Losses to children may result from their helplessness and having no control over the situations they have to face. They may want their parents to divorce, move from their present residence, living arrangement in two households, stepping in of a stepparent which means that their parents will never reconcile, having to live with new stepsiblings and may be share a room with them, their changing role in the family, moving to a new school with new teachers and friends, moving to a new neighborhood, new activities, new family rules and traditions, may be financial pressures and perhaps new expectations from their parent and stepparent. These and many more changes can constitute great stress and sense of loss in children.

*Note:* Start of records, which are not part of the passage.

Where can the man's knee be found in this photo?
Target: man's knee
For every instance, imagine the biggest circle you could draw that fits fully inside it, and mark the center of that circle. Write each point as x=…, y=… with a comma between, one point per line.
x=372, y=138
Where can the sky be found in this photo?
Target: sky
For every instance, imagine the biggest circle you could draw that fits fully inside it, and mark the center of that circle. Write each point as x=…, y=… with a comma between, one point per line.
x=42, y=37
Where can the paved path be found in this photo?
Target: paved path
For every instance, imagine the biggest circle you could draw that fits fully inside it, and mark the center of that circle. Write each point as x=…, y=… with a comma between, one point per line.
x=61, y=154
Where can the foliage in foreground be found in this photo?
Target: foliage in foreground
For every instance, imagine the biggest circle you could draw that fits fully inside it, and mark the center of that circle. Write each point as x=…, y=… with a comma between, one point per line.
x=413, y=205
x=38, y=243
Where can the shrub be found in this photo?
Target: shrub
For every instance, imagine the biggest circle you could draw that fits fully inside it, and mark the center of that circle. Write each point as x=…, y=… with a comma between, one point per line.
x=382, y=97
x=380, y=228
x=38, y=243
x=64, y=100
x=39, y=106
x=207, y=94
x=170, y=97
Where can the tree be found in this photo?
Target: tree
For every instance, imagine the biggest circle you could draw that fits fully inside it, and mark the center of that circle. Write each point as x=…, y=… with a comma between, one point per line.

Understanding losses of stepchildren is very important for the couple and they need to realize that what they have seemed to gain from marriage might be a loss for their children. Children might become insecure due to remarriage and feel that their parent-child bond is threatened. They may not be trying to make you feel guilty and it must all be real to your stepchildren and so as a parent, you need to empathize with them. It may take your child to learn to share a parent with a stepparent or stepsiblings and to not view as a stepparent as a personal threat to their relationship with their parent. They may act jealous or manipulative but you have to know that they are just too much hurt and are trying to protect what they have and are afraid of losing their parent to you. This is the time when biological parent and children may need sometime together again and again while stepparent step away for awhile until the child is ready to accept you more and to share his or her parent with you.